一目均衡表の「雲」が示したレジスタンスのほか、2010年6月のローソク足と2012年7月のローソク足の「下ひげ」の部分がメインレジスタンスゾーンを示しているから、9月の陰線引け自体、当然の成り行きとも言える。

 さらに、月足のGMMAのサインでみると、短期移動平均線グループが長期移動平均線グループの上に早期上放れしなければ、かえって戻り売りの圧力にさらされやすく、また、反落していく可能性が高いことを暗示している。

■市場が「正常化」した来週から、改めて判断を

 では、日足はどうだろうか。

ユーロ/米ドルが示してきた「三尊天井(※)」のフォーメーションは、完全に崩壊してはいないから、今週(11月20日~)米感謝祭に伴うポジション調整が大きく進んだとはいえ、ユーロ高の基調に復帰したとはいいきれない

(編集部注:「三尊天井」とは、チャートのパターンの1つで、天井を示す典型的な形とされている。仏像が3体並んでいるように見えるために「三尊」と呼ばれている)

ユーロ/米ドル 日足(クリックで拡大)
ユーロ/米ドル 日足

(出所:FXブロードネット)

 少なくとも、今週(11月20日~)の値動きが「ダマシ」的な要素が大きいことを意識する必要はあり、また、来週(11月27日~)の市場の「正常化」を確認してから、再考すべきであろう。

■ユーロ/米ドルには、ドルインデックスと真逆のサインが

 ユーロ/米ドルの話が多かったのは、他ならぬ、米ドル全体の状況を言いたかったからだ。ユーロ/米ドルと逆相関なので、ドルインデックスの日足における「三尊底」のフォーメーションが完全に否定されていないこと、また、月足でみて、2008年安値を起点とした上昇基調がまた維持されていることを指摘しておきたい。

ドルインデックス 月足
ドルインデックス 月足

(出所:Bloomberg)

 週足におけるサインと違っているが、整合性をもって判断すれば、少なくとも目先はマダラ模様なので、より鮮明なサインを待ってから判断すべきではないかと思う。

■米長期金利のチャートにも、ベアトレンド復帰のサインなし

米長期金利のテクニカル要素もいっしょだ。
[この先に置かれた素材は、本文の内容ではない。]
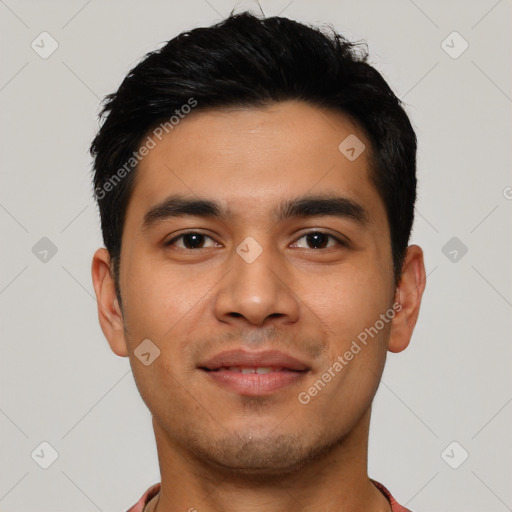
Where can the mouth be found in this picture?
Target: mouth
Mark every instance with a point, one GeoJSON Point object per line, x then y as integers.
{"type": "Point", "coordinates": [254, 373]}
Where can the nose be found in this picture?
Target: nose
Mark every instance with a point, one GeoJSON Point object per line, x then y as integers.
{"type": "Point", "coordinates": [257, 291]}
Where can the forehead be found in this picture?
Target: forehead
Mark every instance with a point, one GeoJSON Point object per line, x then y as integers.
{"type": "Point", "coordinates": [249, 158]}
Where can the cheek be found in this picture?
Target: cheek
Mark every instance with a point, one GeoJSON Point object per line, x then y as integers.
{"type": "Point", "coordinates": [350, 302]}
{"type": "Point", "coordinates": [157, 299]}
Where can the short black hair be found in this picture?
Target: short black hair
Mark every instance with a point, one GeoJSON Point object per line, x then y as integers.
{"type": "Point", "coordinates": [251, 61]}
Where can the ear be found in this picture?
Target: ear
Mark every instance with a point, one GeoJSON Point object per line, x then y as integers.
{"type": "Point", "coordinates": [408, 299]}
{"type": "Point", "coordinates": [109, 312]}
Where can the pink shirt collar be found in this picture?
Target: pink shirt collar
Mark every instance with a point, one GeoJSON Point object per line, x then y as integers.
{"type": "Point", "coordinates": [155, 488]}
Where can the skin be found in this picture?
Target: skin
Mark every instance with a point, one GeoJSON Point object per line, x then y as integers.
{"type": "Point", "coordinates": [219, 450]}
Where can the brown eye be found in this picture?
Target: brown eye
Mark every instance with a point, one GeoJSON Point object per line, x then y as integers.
{"type": "Point", "coordinates": [320, 240]}
{"type": "Point", "coordinates": [190, 241]}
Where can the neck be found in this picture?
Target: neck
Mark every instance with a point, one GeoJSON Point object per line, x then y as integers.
{"type": "Point", "coordinates": [336, 481]}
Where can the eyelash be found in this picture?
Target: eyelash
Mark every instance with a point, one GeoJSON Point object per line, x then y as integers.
{"type": "Point", "coordinates": [338, 240]}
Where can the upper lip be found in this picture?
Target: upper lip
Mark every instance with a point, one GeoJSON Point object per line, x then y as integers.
{"type": "Point", "coordinates": [246, 359]}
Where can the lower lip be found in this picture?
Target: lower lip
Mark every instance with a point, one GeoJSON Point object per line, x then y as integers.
{"type": "Point", "coordinates": [255, 384]}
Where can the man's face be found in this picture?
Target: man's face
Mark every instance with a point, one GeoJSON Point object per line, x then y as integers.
{"type": "Point", "coordinates": [319, 281]}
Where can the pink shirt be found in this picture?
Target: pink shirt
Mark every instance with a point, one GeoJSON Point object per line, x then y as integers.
{"type": "Point", "coordinates": [155, 488]}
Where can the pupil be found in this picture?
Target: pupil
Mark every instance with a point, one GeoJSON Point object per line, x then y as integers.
{"type": "Point", "coordinates": [317, 239]}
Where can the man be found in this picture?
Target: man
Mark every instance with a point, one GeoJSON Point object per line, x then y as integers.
{"type": "Point", "coordinates": [256, 186]}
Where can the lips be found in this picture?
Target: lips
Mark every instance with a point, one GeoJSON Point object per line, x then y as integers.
{"type": "Point", "coordinates": [254, 373]}
{"type": "Point", "coordinates": [244, 359]}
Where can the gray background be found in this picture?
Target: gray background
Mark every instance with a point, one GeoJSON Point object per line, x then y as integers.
{"type": "Point", "coordinates": [59, 381]}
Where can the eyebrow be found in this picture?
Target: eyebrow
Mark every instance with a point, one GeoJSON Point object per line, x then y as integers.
{"type": "Point", "coordinates": [305, 206]}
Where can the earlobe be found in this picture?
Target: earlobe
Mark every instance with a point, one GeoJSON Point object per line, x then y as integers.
{"type": "Point", "coordinates": [408, 295]}
{"type": "Point", "coordinates": [109, 313]}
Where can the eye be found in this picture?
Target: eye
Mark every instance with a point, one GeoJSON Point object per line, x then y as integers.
{"type": "Point", "coordinates": [320, 240]}
{"type": "Point", "coordinates": [191, 240]}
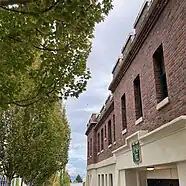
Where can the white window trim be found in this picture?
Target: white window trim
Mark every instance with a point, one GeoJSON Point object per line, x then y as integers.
{"type": "Point", "coordinates": [110, 146]}
{"type": "Point", "coordinates": [162, 104]}
{"type": "Point", "coordinates": [124, 131]}
{"type": "Point", "coordinates": [138, 121]}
日足にしても、週足にしても、確かにトレンドレスの状況が示されているが、ベア(下落)トレンドへ復帰したサインは、今のところ、むしろ見られていない。

 前述のように、米ドル全体の強弱は、米長期金利で決定するから、米長期金利のテクニカル指標がベアサインを出していないうちは、米ドル/円を含め、米ドル全体に対して弱気一辺倒になるのは時期尚早だと思う。

 2017年年初から9月安値まで、ドルインデックスがほぼ一本調子の下落を果たしてきた経緯から考えると、目先の安値圏での保ち合いは、むしろこれから米ドルが反騰する前提条件と見えなくもない。

■クロス円にとっては、むしろ有利な可能性

 実際、米ドル全体の切り返しが続いたあと、先々週(11月6日~)からスピード調整に入っているという視点では、目先の状況はクロス円(米ドル以外の通貨と円との通貨ペア)にむしろ有利な可能性がある。
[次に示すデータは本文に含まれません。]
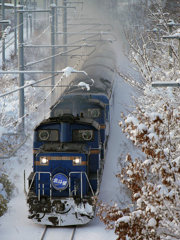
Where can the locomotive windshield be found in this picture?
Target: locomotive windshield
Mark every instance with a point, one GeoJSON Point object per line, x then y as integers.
{"type": "Point", "coordinates": [83, 135]}
{"type": "Point", "coordinates": [48, 135]}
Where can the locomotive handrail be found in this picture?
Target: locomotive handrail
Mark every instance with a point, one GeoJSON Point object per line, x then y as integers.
{"type": "Point", "coordinates": [39, 184]}
{"type": "Point", "coordinates": [70, 194]}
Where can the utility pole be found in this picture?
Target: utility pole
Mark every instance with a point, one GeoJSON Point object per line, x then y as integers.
{"type": "Point", "coordinates": [3, 42]}
{"type": "Point", "coordinates": [52, 48]}
{"type": "Point", "coordinates": [15, 29]}
{"type": "Point", "coordinates": [21, 67]}
{"type": "Point", "coordinates": [174, 36]}
{"type": "Point", "coordinates": [56, 22]}
{"type": "Point", "coordinates": [64, 24]}
{"type": "Point", "coordinates": [27, 19]}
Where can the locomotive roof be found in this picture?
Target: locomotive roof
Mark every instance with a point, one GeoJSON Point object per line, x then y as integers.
{"type": "Point", "coordinates": [79, 98]}
{"type": "Point", "coordinates": [69, 118]}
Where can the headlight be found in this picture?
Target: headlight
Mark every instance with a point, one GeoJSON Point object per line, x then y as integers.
{"type": "Point", "coordinates": [95, 112]}
{"type": "Point", "coordinates": [87, 135]}
{"type": "Point", "coordinates": [43, 135]}
{"type": "Point", "coordinates": [77, 161]}
{"type": "Point", "coordinates": [44, 161]}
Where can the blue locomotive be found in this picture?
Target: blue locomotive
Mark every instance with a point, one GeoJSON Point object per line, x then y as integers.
{"type": "Point", "coordinates": [70, 148]}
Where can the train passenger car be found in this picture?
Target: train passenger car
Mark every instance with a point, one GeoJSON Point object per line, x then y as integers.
{"type": "Point", "coordinates": [70, 148]}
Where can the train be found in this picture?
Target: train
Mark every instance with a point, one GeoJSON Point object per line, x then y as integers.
{"type": "Point", "coordinates": [69, 148]}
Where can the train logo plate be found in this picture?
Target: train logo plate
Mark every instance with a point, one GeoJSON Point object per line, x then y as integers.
{"type": "Point", "coordinates": [60, 181]}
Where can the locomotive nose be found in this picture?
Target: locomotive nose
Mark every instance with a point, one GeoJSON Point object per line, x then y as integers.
{"type": "Point", "coordinates": [59, 206]}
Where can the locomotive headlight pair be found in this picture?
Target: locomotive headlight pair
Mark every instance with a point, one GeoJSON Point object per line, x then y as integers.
{"type": "Point", "coordinates": [44, 161]}
{"type": "Point", "coordinates": [77, 161]}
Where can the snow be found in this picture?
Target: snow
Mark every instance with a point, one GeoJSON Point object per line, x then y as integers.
{"type": "Point", "coordinates": [84, 85]}
{"type": "Point", "coordinates": [16, 226]}
{"type": "Point", "coordinates": [152, 222]}
{"type": "Point", "coordinates": [132, 119]}
{"type": "Point", "coordinates": [67, 71]}
{"type": "Point", "coordinates": [2, 130]}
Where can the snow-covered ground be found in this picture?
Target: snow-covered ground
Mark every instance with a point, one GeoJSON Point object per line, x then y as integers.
{"type": "Point", "coordinates": [15, 225]}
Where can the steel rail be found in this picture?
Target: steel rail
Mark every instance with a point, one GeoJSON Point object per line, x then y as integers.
{"type": "Point", "coordinates": [45, 231]}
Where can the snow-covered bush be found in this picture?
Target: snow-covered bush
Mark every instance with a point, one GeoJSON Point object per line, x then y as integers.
{"type": "Point", "coordinates": [6, 191]}
{"type": "Point", "coordinates": [153, 126]}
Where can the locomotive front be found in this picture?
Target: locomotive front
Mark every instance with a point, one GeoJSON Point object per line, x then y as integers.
{"type": "Point", "coordinates": [63, 183]}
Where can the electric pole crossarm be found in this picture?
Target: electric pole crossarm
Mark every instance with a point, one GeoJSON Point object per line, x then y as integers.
{"type": "Point", "coordinates": [5, 22]}
{"type": "Point", "coordinates": [40, 10]}
{"type": "Point", "coordinates": [165, 84]}
{"type": "Point", "coordinates": [60, 46]}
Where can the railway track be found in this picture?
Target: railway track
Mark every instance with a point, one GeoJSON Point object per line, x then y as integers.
{"type": "Point", "coordinates": [58, 233]}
前回のコラムでも話したように、ユーロ/円はなお高値更新の余地ありとみている。

【参考記事】
米ドル高値トライ「三度目の正直」は失敗なのか? 米長期金利から真相を読み解く!(2017年11月17日、陳満咲杜)

 今回はユーロ/米ドルの話にスペースを割いたので、ユーロ/円は次回にて検証や説明をしたい。市況は如何に。